Menjadi familiar dengan sebuah metode evaluasi khusus unutk mengeksplorasi struktur pengetahuan siswa (dengan menggunakan teori pengetahuan tempat) kita dapat menghilangkan karakteristik hirarki dari pengetahuan unutk kelompok-kelompok siswa yang menggunakan strategi pemecahan masalah yang berbeda.
Metode ini telah berhasil digunakan untuk memetakan struktur pengetahuan siswa dalam pengertian fisika dasar dan kuantitas kimia dan penerapan mereka dalam perhitungan (Toth, 2007).
Tujuan pembelajaran
Penelitian baru-baru ini terpusat pada pertanyaan :
1. Bagaimana siswa Sekolah Menengah Hungaria memecahkan masalah dalam stoikiometri berdasarkan persamaan kimia?
2. Apakah ada perbedaan dalam karakteristik struktur pengetahuan antara kelompok-kelompok siswa yang menggunakan metode pemecahan masalah yang berbeda?
Latar Belakang
Variabel Kognitif untuk pemecahan masalah dalam kimia
Lee dan teman-teman sekerja telah mempelajari pentingnya variable kognitif untuk pemecahan masalah daam kimia (Lee, 1985, Lee dan Fensham, 1996, Lee et al., 1996, 2001). Mereka mengasumsikan bahwa keberhasilan pemecahan masalah pada dasarnya dihilangkan oleh tiga variable yang terdiri atas enam variable dugaan:
1. Pengetahuan sebelumnya :
- Pengetahuan khusus: pengetahuan secara langsung yang terkait dengan masalah
- Pengetahuan tidak khusus tetapi penting: Pengetahuan terkait ke area subjek problem
2. Hubungan:
- Konsep keterkaitan: keterkaitan antara konsep yang terlibat dalam pemecahan masalah.
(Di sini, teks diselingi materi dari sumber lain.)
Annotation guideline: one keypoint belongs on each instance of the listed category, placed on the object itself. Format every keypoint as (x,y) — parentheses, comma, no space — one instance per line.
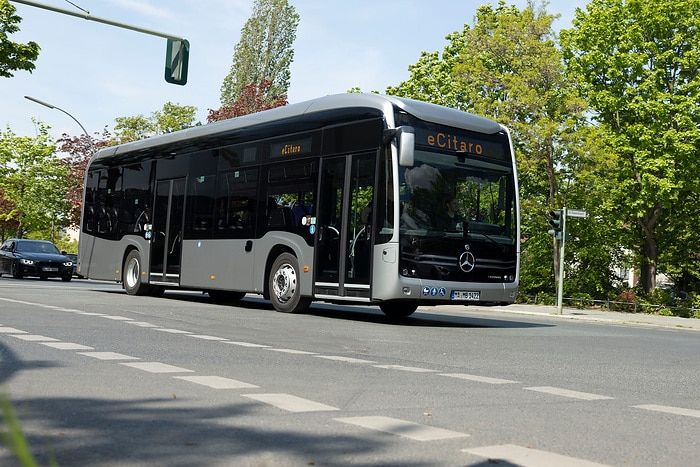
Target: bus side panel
(216,264)
(272,240)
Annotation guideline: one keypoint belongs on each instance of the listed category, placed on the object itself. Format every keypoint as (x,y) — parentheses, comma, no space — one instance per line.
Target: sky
(97,72)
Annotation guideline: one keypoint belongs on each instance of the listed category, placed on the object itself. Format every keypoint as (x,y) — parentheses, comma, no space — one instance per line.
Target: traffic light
(555,222)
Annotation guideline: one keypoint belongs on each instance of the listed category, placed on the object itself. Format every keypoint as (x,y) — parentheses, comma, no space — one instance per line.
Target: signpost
(559,232)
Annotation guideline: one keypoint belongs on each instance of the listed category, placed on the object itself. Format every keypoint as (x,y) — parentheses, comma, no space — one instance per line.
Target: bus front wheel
(131,275)
(283,284)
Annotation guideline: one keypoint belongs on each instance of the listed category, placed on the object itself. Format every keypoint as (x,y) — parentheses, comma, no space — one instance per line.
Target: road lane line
(290,403)
(157,367)
(405,368)
(568,393)
(479,379)
(67,346)
(344,359)
(8,330)
(292,351)
(394,426)
(247,344)
(517,455)
(671,410)
(217,382)
(34,338)
(207,338)
(108,356)
(143,324)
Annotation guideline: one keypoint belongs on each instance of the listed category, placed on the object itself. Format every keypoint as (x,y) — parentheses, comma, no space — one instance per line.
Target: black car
(37,258)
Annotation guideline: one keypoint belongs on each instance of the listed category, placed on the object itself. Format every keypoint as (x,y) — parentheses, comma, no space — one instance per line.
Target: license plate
(466,295)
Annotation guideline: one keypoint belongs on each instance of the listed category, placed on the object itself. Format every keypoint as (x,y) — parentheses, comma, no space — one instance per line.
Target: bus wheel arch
(131,273)
(283,283)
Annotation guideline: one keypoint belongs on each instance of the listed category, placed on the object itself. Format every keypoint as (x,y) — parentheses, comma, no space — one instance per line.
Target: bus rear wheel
(283,284)
(131,275)
(398,309)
- Persatuan ide: hubungan antara informasi yang didapat kembali dari struktur pengetahuan yang ada dan isyar t eksternal.
3. Kemampuan penganalan masalah
- Kemampuan menerjemahkan masalah: kapasitas untuk memahami, menganalisa, menerjemahkan dan mendefinisikan masalah yang diberikan.
- Pengalaman memecahkan masalah sebelumnya : pengalaman sebelumnya dalam memecahkan masalah serupa.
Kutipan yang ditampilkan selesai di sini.